Ford's Solution to Competition

So Ford is losing market share to the Japanese. Seems the Americans prefer Toyotas.

Does Ford announce that they are going to build a better car? Nah.

They decide to fire 30,000 workers. Perfect!

But maybe it's just me.

Tuesday, January 17, 2006

It's an ill wind that blows no one any good.

When I was much younger, that saying never made any sense to me. I have subsequently learned that it means that even what we at first might think of as a tragedy might have some beneficial outcome or result, that a purely "ILL" wind is pretty rare indeed.

Disasters, even of the scope of Katrina and 9/11, have brought people together, people who might never have been able to work together before.
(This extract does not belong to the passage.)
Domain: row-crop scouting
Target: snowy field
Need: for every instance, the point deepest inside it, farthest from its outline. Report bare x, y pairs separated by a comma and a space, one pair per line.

In Rhode Island we face a looming fiscal crisis. The numbers don't lie and the handwriting is clearly on the wall for anyone to read. Taxpayers are simply unable to sustain the yearly increases in tax burdens being placed upon them. It's no secret. People are fleeing the state and the most vulnerable are often forced to sell their homes. Even a cursory examination of the data available at the Rhode Island Public Expenditure Council's website will quickly confirm it. RIPEC.

So we find ourselves struggling with ways to lower taxes, to make living here more affordable. Who would deny that this is a worthy goal? And yet we get resistance from unions, advocates and entitlement program administrators, in short, anyone who depends on our tax dollars, who worry that important programs and benefits might be cut. These are legitimate concerns and need to be addressed as well.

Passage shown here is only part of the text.